# Adoption



## Blue_star

I'm 22 and considering adoption for my baby as I am still in University. I would want an open adoption but I fear that after seeing the baby I will not be able to give it away and just end up in tears the entire time.

Does anyone on here know anything about adoption in Canada or has ever adopted or had an experience with adoption? also would I have to get permission from the father of the baby that type of thing? 

I have so many questions about it.


----------



## Ozzieshunni

Just wanted to offer :hugs: I hope you can get some answers.

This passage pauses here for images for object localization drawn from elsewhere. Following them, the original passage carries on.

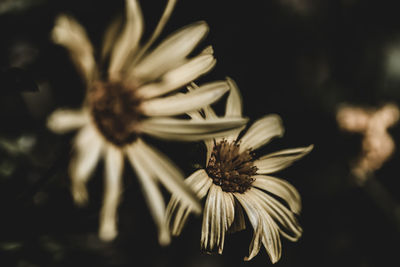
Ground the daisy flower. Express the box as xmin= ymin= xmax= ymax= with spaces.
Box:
xmin=47 ymin=0 xmax=247 ymax=244
xmin=167 ymin=78 xmax=313 ymax=263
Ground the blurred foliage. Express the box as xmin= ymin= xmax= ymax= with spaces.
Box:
xmin=1 ymin=0 xmax=400 ymax=266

Would keeping the baby be an option? Loads of mothers go to university and have children :flower:


----------



## CanadianMaple

I think you're very brave for even considering it. I'm in Canada and know of someone who did an open adoption. They stayed in touch and sent pictures a few times a year. The birth mother was always happy to see her daughter was growing up happy and the adoptive parents were so thankful to have the birth mother in their lives.

What province are you in? We have done a bit of research about adoption and I can look through my links to try to help you.


----------



## Blue_star

I'm in Ontario:)


----------



## Jac.

Hey Blue_star, I sent you a pm a while back after reading about your situation. I just came into this forum section as I'm thinking of fostering. I live in Ontario as well, and my husband was adopted, I could find out some stuff from his parents for you, but I would love to help you out. I would hate for you to miss out on an opportunity with your baby and with your schooling. If you want to PM me back, that's great!


----------